Effect of multi-walled carbon nanotube reinforcement on the physical properties of poly(thiourea-azo-ether)-based nanocomposites

Abstract

In the current effort, heteroaromatic azo-polymer, poly(thiourea-azo-ether) was prepared using 4,4′-oxydiphenyl bis(thiourea) and diazonium salt solution of 2,6-diaminopyridine. Poly(thiourea-azo-ether) was then exploited as a matrix to synthesize new hybrid materials. Varying carbon nanotube content was melt blended with the azo-matrix. The effect of filler loading on processing and other thermo-physical properties of poly(thiourea-azo-ether)/multi-walled carbon nanotube was investigated.
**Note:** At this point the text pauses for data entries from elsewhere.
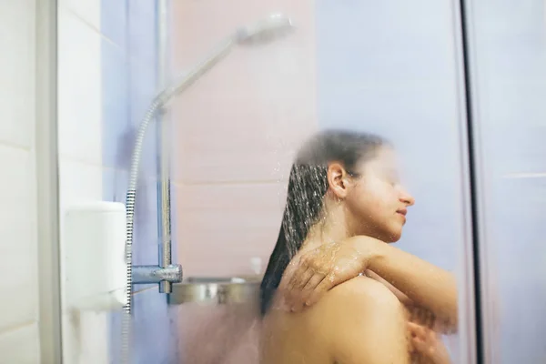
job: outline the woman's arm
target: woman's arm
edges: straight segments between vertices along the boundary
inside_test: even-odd
[[[431,311],[449,331],[457,329],[457,284],[449,272],[369,237],[355,237],[302,251],[290,263],[279,288],[299,310],[333,287],[370,269],[416,305]]]
[[[369,268],[431,311],[443,328],[458,324],[457,281],[450,272],[397,248],[383,244]]]

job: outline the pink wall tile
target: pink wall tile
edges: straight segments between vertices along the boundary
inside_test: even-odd
[[[281,11],[290,35],[238,47],[173,103],[177,182],[286,178],[297,146],[317,125],[310,1],[175,2],[174,68],[185,72],[240,25]]]
[[[298,29],[236,48],[173,102],[173,200],[185,277],[251,274],[275,245],[290,163],[317,127],[309,0],[173,3],[174,68],[187,71],[238,26],[281,11]],[[257,302],[179,308],[181,362],[258,362]]]
[[[176,186],[177,247],[185,276],[252,274],[273,249],[285,183]]]

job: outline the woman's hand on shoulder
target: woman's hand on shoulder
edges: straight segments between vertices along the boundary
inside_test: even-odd
[[[421,359],[420,362],[450,364],[450,353],[440,335],[433,329],[415,322],[408,322],[412,354]]]
[[[333,287],[364,272],[383,254],[384,245],[372,238],[353,237],[301,251],[288,264],[279,286],[285,306],[298,311],[313,305]]]

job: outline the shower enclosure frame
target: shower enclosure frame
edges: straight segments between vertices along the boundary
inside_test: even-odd
[[[57,143],[57,0],[35,9],[35,161],[38,249],[40,361],[62,363],[61,267]],[[32,72],[32,71],[31,71]]]

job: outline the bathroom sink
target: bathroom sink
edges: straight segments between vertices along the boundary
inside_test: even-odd
[[[261,277],[188,277],[172,286],[170,305],[256,303]]]

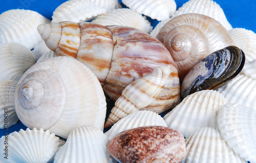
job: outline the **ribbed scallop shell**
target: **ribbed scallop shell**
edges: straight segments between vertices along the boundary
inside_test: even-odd
[[[0,81],[0,128],[10,127],[17,123],[18,117],[14,108],[14,92],[18,81]]]
[[[116,162],[108,152],[109,139],[102,131],[91,126],[74,129],[61,147],[54,162]]]
[[[120,7],[117,0],[70,0],[55,9],[52,22],[88,21],[107,11]]]
[[[35,62],[34,54],[26,46],[14,42],[0,44],[0,80],[18,81]]]
[[[0,15],[0,44],[16,42],[29,50],[41,41],[36,28],[50,21],[38,13],[29,10],[15,9]]]
[[[226,103],[216,90],[203,90],[187,96],[163,119],[168,127],[187,137],[202,127],[218,127],[217,113]]]
[[[238,103],[225,105],[218,115],[224,139],[250,162],[256,162],[256,110]]]
[[[140,110],[132,113],[121,119],[104,134],[110,139],[120,132],[145,126],[161,126],[167,127],[163,119],[157,113],[148,110]]]
[[[190,0],[184,4],[173,15],[173,17],[183,14],[194,13],[211,17],[220,22],[227,30],[232,29],[223,10],[212,0]]]
[[[245,61],[256,59],[256,34],[244,28],[234,28],[228,31],[234,45],[242,49],[245,54]]]
[[[158,20],[169,18],[177,8],[174,0],[123,0],[122,2],[132,10]]]
[[[128,8],[109,11],[92,21],[103,26],[120,25],[137,28],[150,33],[153,29],[145,16]]]
[[[7,144],[5,144],[6,138]],[[0,148],[3,152],[7,149],[8,159],[3,155],[1,162],[47,162],[53,160],[56,152],[63,145],[62,141],[49,131],[42,129],[27,128],[15,131],[0,138]],[[7,148],[5,146],[7,146]]]
[[[219,130],[215,128],[200,128],[185,143],[186,152],[182,162],[247,162],[228,146]]]

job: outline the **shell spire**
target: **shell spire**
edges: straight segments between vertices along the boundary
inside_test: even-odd
[[[157,67],[151,74],[129,84],[116,101],[104,127],[150,104],[163,89],[171,73],[170,65]]]

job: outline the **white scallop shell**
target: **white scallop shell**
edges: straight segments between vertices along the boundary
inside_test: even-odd
[[[104,134],[112,139],[120,132],[145,126],[167,127],[163,119],[158,114],[148,110],[141,110],[132,113],[118,121]]]
[[[174,0],[123,0],[122,2],[130,9],[158,20],[169,18],[177,8]]]
[[[245,61],[256,59],[256,34],[244,28],[229,30],[234,45],[242,49],[245,55]]]
[[[5,141],[8,144],[5,144]],[[63,145],[62,141],[49,131],[28,128],[25,131],[20,129],[18,132],[3,136],[0,144],[1,151],[7,150],[8,153],[8,159],[4,158],[4,155],[0,157],[1,162],[8,160],[10,162],[31,163],[52,161],[59,148]]]
[[[0,80],[18,81],[35,62],[34,54],[27,47],[14,42],[0,44]]]
[[[0,128],[10,127],[17,123],[18,117],[14,108],[14,92],[18,81],[0,81]]]
[[[37,26],[50,22],[41,14],[29,10],[3,12],[0,15],[0,44],[16,42],[31,50],[42,40]]]
[[[228,146],[219,129],[203,127],[185,139],[186,155],[182,162],[247,162]]]
[[[203,127],[218,127],[217,113],[226,103],[216,90],[199,91],[184,99],[163,119],[168,127],[186,137]]]
[[[219,129],[233,150],[256,162],[256,110],[238,103],[224,105],[218,115]]]
[[[205,15],[220,22],[227,30],[232,29],[220,5],[212,0],[190,0],[178,9],[173,17],[190,13]]]
[[[70,0],[55,9],[52,22],[88,21],[107,11],[120,7],[117,0]]]
[[[103,26],[120,25],[137,28],[150,33],[153,29],[145,16],[128,8],[112,10],[92,21]]]
[[[91,126],[74,129],[59,148],[54,162],[115,162],[108,152],[109,139],[102,131]]]

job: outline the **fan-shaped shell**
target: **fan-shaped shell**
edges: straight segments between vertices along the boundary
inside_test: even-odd
[[[238,103],[224,105],[218,115],[224,139],[233,150],[250,162],[256,162],[256,110]]]
[[[18,117],[14,108],[14,92],[18,81],[0,81],[0,128],[10,127],[17,123]]]
[[[103,130],[106,105],[95,75],[67,57],[35,63],[20,78],[15,95],[15,110],[25,126],[64,138],[83,125]]]
[[[182,162],[247,162],[228,146],[219,130],[215,128],[200,128],[185,142],[186,152]]]
[[[133,27],[150,33],[153,29],[145,16],[128,8],[112,10],[98,16],[93,23],[103,26],[119,25]]]
[[[218,128],[217,113],[226,103],[216,90],[203,90],[187,96],[163,119],[168,127],[187,137],[202,127]]]
[[[26,46],[14,42],[0,44],[0,80],[19,80],[35,62],[34,54]]]
[[[50,22],[41,14],[29,10],[4,12],[0,15],[0,44],[16,42],[31,50],[41,41],[37,26]]]
[[[103,131],[95,127],[76,128],[57,152],[54,162],[116,162],[108,152],[109,141]]]
[[[5,141],[7,139],[7,141]],[[26,130],[11,133],[0,138],[1,151],[7,155],[0,157],[1,162],[47,162],[53,160],[53,157],[62,141],[49,131],[42,129]],[[5,144],[7,142],[7,144]],[[6,156],[8,158],[5,158]]]

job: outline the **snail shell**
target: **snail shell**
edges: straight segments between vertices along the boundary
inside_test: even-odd
[[[171,19],[156,38],[170,52],[181,80],[201,60],[232,45],[231,37],[219,22],[195,13],[184,14]]]

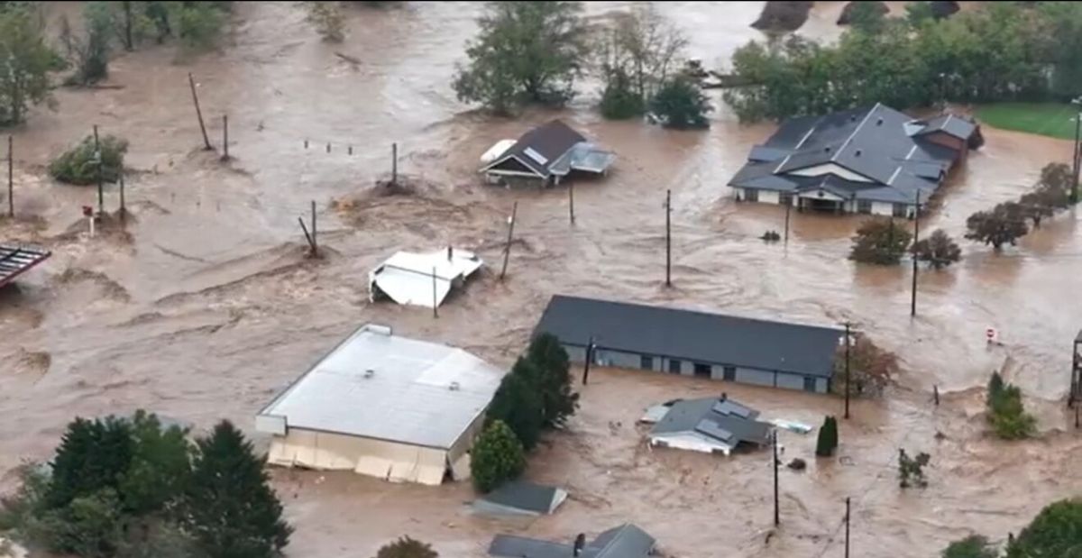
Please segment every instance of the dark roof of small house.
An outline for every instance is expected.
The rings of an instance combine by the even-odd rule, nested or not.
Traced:
[[[557,497],[556,487],[535,484],[524,480],[513,480],[488,493],[483,500],[498,506],[523,509],[537,514],[552,510]]]
[[[728,398],[685,399],[674,403],[650,434],[698,433],[730,447],[740,442],[765,446],[771,426],[756,417],[758,411]]]
[[[27,269],[44,262],[52,252],[34,247],[0,244],[0,287]]]
[[[925,136],[942,131],[967,140],[975,129],[958,116],[925,122],[881,104],[791,118],[764,145],[752,148],[729,185],[790,192],[824,189],[844,199],[892,203],[911,203],[919,191],[926,200],[960,154]],[[828,164],[857,176],[800,174]],[[832,182],[823,184],[828,177]]]
[[[646,558],[656,541],[631,523],[609,529],[583,547],[580,558]],[[569,558],[575,545],[551,543],[524,536],[497,535],[488,547],[489,556],[505,558]]]
[[[830,377],[841,331],[704,311],[554,295],[535,334],[647,356]]]
[[[583,137],[582,134],[571,130],[563,121],[553,120],[523,134],[523,136],[515,142],[515,145],[509,147],[506,151],[503,151],[502,155],[497,157],[496,160],[487,167],[493,167],[507,157],[514,156],[516,159],[522,161],[523,164],[529,167],[530,170],[547,177],[551,174],[550,168],[562,156],[564,156],[564,154],[571,150],[571,148],[577,144],[585,141],[586,138]],[[540,155],[544,159],[544,162],[536,159],[531,155],[531,151]]]

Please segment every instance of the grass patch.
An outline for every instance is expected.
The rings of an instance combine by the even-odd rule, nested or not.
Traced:
[[[997,103],[977,108],[981,123],[1003,130],[1074,140],[1074,107],[1060,103]]]

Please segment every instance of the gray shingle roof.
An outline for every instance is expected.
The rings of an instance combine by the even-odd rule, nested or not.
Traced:
[[[562,343],[830,377],[841,331],[704,311],[554,295],[535,334]]]
[[[727,398],[686,399],[674,403],[650,434],[698,433],[730,447],[740,442],[764,446],[770,440],[771,426],[756,421],[758,411]],[[703,428],[702,423],[709,423],[711,428]],[[728,436],[715,435],[711,431],[714,427]]]
[[[580,558],[646,558],[656,541],[631,523],[609,529],[586,543]],[[497,535],[488,547],[489,556],[505,558],[569,558],[575,546],[523,536]]]
[[[927,199],[960,154],[931,142],[926,134],[944,131],[968,140],[975,129],[956,116],[924,122],[879,104],[792,118],[765,145],[752,148],[748,163],[729,185],[800,192],[818,188],[817,180],[823,177],[800,176],[794,171],[835,164],[871,181],[829,175],[834,177],[830,191],[845,199],[905,203],[912,202],[916,191]]]

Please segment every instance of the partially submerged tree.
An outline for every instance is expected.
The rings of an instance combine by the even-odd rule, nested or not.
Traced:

Homogeneous dispersion of multi-walled carbon nanotube in a polymer matrix plays a crucial role in the preparation of polymer composites based on interfacial interaction between multi-walled carbon nanotube and the polymer matrix. Field emission scanning electron microscopy micrographs revealed fine dispersal of filler and adhesion of matrix on the surface of nanotube. Accordingly, filler content from 1 to 5 wt.% increased the electrical conductivity from 2.3 to 4.8 S cm−1. Ultimate tensile strength of functional hybrids 37.39–41.23 MPa was improved relative to non-functional multi-walled carbon nanotube in matrix. Furthermore, the tensile modulus considerably increased from 9.9 to 13.3 GPa. A connection between filler loading and thermal stability of the materials was also observed. Ten percent gravimetric loss was increased from 592 to 599℃, while glass transition was enhanced from 201 to 221℃. The addition of small amount of functional multi-walled carbon nanotube strongly improved the electrical, thermal and mechanical properties of nanocomposites. The melt processing technology was so found outstanding for the improvement of the properties of multi-walled carbon nanotube-reinforced polymer nanocomposites.